Gate Keeping: una storia di centrodestra

Gate Keeping: una storia di centrodestraGate Keeping: una storia di centrodestra – Il motivo per cui disprezzo profondamente il fenomeno italiano noto come centrodestra sta nel doverne constatare, ad ogni tornata elettorale, la disarmante nullità politica.

Riguardo le ultime elezioni

Mi spiego meglio: per tutta la parabola storica del grillismo si è fatto un gran parlare dell’ignavia del Movimento 5 Stelle, letto come un partito pigliatutto privo di contenuti eccedenti la democrazia diretta ed un’esibita posa d’anticorruzione.
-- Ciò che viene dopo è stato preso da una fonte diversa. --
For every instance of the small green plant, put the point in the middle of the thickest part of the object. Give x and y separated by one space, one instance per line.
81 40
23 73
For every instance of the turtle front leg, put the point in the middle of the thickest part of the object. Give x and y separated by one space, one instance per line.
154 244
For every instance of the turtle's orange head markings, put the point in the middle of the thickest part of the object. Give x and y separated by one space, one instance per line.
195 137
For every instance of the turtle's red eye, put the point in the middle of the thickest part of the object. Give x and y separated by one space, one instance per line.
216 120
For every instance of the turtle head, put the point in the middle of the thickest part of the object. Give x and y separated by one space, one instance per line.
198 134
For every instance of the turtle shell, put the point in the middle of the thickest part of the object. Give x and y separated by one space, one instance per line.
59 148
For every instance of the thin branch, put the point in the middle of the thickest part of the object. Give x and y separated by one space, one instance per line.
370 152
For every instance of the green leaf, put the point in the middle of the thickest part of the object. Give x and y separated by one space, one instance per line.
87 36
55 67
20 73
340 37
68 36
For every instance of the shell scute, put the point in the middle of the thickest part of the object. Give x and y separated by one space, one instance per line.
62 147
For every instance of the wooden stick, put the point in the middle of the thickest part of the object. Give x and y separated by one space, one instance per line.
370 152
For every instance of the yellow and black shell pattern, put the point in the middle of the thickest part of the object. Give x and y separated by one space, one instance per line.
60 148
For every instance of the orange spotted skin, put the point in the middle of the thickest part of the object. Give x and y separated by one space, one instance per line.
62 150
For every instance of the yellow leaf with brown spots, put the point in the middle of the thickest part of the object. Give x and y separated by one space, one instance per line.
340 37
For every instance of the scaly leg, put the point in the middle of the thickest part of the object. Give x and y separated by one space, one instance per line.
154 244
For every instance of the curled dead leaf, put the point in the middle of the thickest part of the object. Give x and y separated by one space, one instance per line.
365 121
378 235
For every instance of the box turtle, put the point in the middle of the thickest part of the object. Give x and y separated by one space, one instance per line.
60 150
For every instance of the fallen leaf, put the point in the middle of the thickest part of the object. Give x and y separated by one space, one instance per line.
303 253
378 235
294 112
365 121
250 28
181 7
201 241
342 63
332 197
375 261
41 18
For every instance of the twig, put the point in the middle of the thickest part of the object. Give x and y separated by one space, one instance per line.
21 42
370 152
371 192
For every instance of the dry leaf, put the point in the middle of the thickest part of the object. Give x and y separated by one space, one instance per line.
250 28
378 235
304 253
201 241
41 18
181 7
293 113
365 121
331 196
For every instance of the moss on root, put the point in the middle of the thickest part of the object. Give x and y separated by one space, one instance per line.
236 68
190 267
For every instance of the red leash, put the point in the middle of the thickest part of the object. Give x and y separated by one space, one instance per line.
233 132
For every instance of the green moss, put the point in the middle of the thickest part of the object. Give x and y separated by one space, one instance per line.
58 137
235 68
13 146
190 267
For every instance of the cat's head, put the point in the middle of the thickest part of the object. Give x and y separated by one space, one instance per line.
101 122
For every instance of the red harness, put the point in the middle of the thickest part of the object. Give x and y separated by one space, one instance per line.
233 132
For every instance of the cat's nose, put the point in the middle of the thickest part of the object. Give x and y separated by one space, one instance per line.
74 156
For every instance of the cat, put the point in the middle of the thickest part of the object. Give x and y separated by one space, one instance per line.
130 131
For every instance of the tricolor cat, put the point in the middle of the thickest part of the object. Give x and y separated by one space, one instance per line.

Ma a ben vedere, quantomeno dal 2013 (anno in cui ho compiuto la maggior età), una pur vaga linearità nella costruzione di un populismo welfarista in questo decennio la si può riconoscere nell’esperienza pentastellata.

È invece il centrodestra post-berlusconiano ad essere stato un insieme di istanze, sovente ideate da spin doctor e mal ripetute, dove la contraddizione ha sempre fatto da ulteriore condimento per politicanti di professione in buona parte non vuoti di contenuti, ma proprio di (sia pur elementari) ideali.

Ciò ha però generato la fortunata narrazione di un potenziale anti-sistema in questo statico monolite elettorale, ampiamente sfruttata dal gruppo GEDI e dalle strutture elettoralistiche rivali, facendone uno strumento di gate keeping per vari moti che hanno interessato l’Europa in questo decennio post-ideologico, dal sovranismo alla critica al globalismo liberale passando anche per l’opposizione al modello multiculturalista.

Due facce della stessa medaglia

E nel mentre tra chiacchiere vernacolari si è passati in 13 anni da un sottosegretariato a un ministero per indubbi outsider come Daniela Santanchè o Roberto Calderoli, l’identità politica di questo carrozzone si è dimostrata, in soldoni, un miscuglio ributtante di garantismo svuota-carceri e piccolo liberismo di classe che accarezza l’ego delle partite IVA del Nord sostenendo il leitmotiv delle privatizzazioni.

Niente di più che una variazione sul tema delle proposte economiche del centrosinistra, çe vans dire.

E basta la retorica connessa a queste inutili regionali (inutili quanto le stesse regioni), di un Minzolini che si gloria del fatto che la regione più economicamente avanzata del paese è guidata da un ventennio da suddetta super-coalizione, dal biasimarsi in tv per la scelta di candidare Michetti a Roma, cioè uno dei pochi volti con idee sociali marcate presentati nei menù della neo-Casa delle Libertà.

Beninteso, la presente non vuole nemmeno somigliare ad un’analisi, anche perché è semplicemente l’opinione severa ma onesta di qualcuno che con il nocciolo dell’agenda Capezzone non vuole avere nulla a che spartire, specie dopo il rinnegamento della briosa politica estera berlusconiana.

Tutti ostaggio della Meloni

Tuttavia, se il commentare il risultato del 25 settembre, di oggi e quelli che seguiranno fino allo sgonfiarsi del Melonismo, vi deve portare a dubitare dell’effettivo peso di questioni politicamente fondamentali perché non influenti sulla resa o disfatta elettorale del fenomeno centrodestrista, ponetevi una sola domanda:

l’opposizione al green pass, a Maastricht, all’immigrazione di massa, all’invio di armi in Ucraina, all’austerità e alle privatizzazioni sono indiscutibilmente istanze di nicchia o forse, accanto alla crescente astensione e alla dispersione di voto nei 5Stelle, la mitologia del voto utile è venuta in soccorso di una componente elettorale miope e gretta di brambilli e briatori che garantiscono il paradigma gattopardiano per cui tutto deve cambiare perché non cambi nulla?